The World Bank hit back at a wide coalition of NGOs on Wednesday saying that it was in fact broadening environmental and community safeguards.
Fending off allegations that it was “watering down” environmental and community safeguards for its lending activities and possibly endangering the livelihoods of indigenous peoples and others worldwide, the World Bank hit back at a wide coalition of NGOs on Wednesday saying that it was in fact “broadening the coverage of these standards.”
The furore stemmed from a leaked report of a draft safeguards framework, which, Bank on Human Rights, a coalition for human rights in development finance, said “moves from one based on compliance with set processes and standards, to one of vague and open-ended guidance, threatens to render… technical improvements meaningless.”
BHR, which includes groups such as Human Rights Watch and Amnesty International, highlighted the new proposals’ inclusion of an “opt-out” clause from protections for indigenous communities, of a definition of “discrimination” that was not consistent with international law and no rigorous framework for enforcing human rights.
BHR’s analysis of the before-versus-after comparison of the Bank’s wording on safeguards, shared with The Hindu by the organisation’s coordinator, Gretchen Gordon, is rigorous.
On involuntary resettlements and land acquisitions BHR supplied a matrix of evidence showing how the policy would get weakened over, for example, the issue of whether communities displaced by Bank-funded projects would merely get compensation or whether, as in the past, they would also benefit from sustained development programmes.
Similarly on environmental and social assessments BHR provided another matrix showing that the new wording proposed would result in dilution in terms of the use of “borrower systems,” by focusing on the project level, with “little detail on eligibility for use, gap analysis or disclosure.”
On a call with select media here Bank officials said that the proposals under consideration, which needed endorsement from the Bank’s Committee on Development Effectiveness before progressing to a second round of consultations with stakeholders, hoped “to use as much as possible the borrower country’s own environmental and social standards.”
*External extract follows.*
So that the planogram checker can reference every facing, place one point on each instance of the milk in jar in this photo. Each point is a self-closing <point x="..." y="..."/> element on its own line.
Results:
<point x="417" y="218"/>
Conceding that this may represent the shifting of some of the burden of safeguards onto borrower nations, Mark King, Chief Environmental and Social Standards Officer at the Bank said, “Borrowers go into agreement [with the Bank] with eyes wide open” and if there are unforeseen impacts on the environment or local communities the Bank has “various remedies” to deal with those.
In part, Bank officials appeared to suggest, this shift was driven by difficulties in predicting “ex ante” risk, or the risks arising when a project was in the preparation rather than implementation stage.
Thus the Bank would “take a project focused approach,” said Kyle Peters, Vice President for Operations Policy and Country Services, adding that in doing so it would consider what the borrower has in place in terms of legislations and authorities supporting that legislation.
Ms. Gordon however said to The Hindu, “What the Bank is referring to is that they have included new language on labour rights, indigenous peoples’ policy and discrimination. The problem is that at the same time that they did that they have changed the overall mechanism of the safeguards so that it is easier to get out of the safeguards – expanded the system but removed its teeth.”
Since India is the Bank’s largest borrower-client worldwide the change, if passed, could have a significant impact on the welfare of minority and indigenous communities in the country.
Additionally should such an outcome occur and present a political fallout, it is possible that the Bank would manoeuvre to avoid any liability given the new proposals for greater reliance on borrower safeguards.